Gawker Hack Prompts FBI Investigation
The FBI is initiating an investigation of the Gawker Media hack that exposed the passwords of more than 200,000 account holders to hackers over the weekend.
Federal investigators were scheduled to meet with Gawker Media CEO Nick Denton on Tuesday to discuss a massive brute force attack instigated by the hacker group Gnosis, whose members stole an estimated 1.3 million usernames and passwords, and published e-mail addresses for more than 200,000 registered users, according to the New York Post.
The attack also affected Gawkers' corporate servers, which gave Gnosis access to Gawker staff account information as well as source code and IM chat logs between employees, according to The Next Web.
Gawker account holders who used the same password for their Twitter account were then pummeled with a massive spam campaign soliciting an Acai berry diet product.
With about 1.5 million registered users, Gawker Media is one of the most successful media and blog outlets, overseeing tech, political and popular culture blogs such as Gizmodo, Lifehacker, Gawker, Jezebel, io9, Jalopnick Kotaku, Deadspin and Fleshbot.
The sites halted production of new material on Sunday and instead urged employees and users to change their passwords. However, a mechanism prevented users from altogether disabling their accounts.
"We're deeply embarrassed by this breach," Gawker's Denton apologized in a blog post Monday. Denton also advised users to immediately change their passwords, both on Gawker sites and on other accounts that use the same credentials. Although the passwords were encrypted, Denton warned that the brute force attack might expose simple ones.

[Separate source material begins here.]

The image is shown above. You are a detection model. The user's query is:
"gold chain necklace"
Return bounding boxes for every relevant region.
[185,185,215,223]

Gawker temporarily disabled Facebook Connect servers, but maintained that it never stored Twitter account passwords. Denton told the New York Post that the site needed to 'improve our internal procedures for the sharing of administrative passwords. And improve the encryption of passwords in case the user database is ever compromised."

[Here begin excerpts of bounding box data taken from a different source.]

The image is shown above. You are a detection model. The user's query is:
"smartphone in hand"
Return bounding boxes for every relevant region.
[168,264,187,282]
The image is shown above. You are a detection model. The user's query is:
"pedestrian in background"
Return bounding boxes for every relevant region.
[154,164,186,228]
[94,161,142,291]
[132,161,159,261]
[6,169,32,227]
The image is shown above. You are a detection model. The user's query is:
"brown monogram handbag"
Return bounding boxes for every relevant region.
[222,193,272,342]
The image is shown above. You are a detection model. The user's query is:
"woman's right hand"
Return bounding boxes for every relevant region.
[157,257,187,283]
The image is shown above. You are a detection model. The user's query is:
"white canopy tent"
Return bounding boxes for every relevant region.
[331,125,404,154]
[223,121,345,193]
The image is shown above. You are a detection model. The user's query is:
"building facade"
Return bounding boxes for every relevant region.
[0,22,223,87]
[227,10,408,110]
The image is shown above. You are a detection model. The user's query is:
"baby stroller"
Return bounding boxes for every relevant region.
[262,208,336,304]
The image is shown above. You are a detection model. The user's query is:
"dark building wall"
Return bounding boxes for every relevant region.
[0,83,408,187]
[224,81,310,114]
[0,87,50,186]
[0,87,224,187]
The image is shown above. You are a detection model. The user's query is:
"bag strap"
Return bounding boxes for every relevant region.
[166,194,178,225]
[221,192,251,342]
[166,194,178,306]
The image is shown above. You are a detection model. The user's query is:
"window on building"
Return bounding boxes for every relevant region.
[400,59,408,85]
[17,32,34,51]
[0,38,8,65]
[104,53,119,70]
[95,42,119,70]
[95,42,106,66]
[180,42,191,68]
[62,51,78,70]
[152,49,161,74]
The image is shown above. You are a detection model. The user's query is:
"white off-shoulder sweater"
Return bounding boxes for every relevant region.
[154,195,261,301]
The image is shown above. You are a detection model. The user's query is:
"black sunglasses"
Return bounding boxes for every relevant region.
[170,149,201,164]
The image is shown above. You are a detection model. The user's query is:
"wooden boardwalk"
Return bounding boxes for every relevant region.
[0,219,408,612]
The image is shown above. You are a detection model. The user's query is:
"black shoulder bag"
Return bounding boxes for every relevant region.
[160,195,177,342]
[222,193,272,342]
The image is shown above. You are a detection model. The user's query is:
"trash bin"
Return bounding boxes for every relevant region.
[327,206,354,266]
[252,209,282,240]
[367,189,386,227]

The hacking group Gnosis, which took responsibility for the attack, told Mediate blog that they went after Gawker media because of their "outright arrogance."
"We considered what action we would take, and decided that the Gawkmedia ’empire’ needs to be brought down a peg or two. Our groups mission? We don’t have one," the group said, adding that they planned to publish the full source code by 9 p.m. GMT.
A brute force attack bombards servers with numerous combinations of passwords until there's a match, essentially "guessing" the correct password by process of elimination. However, some of the most common passwords for Gawker account holders included "123456" and "password," according to the The Wall Street Journal.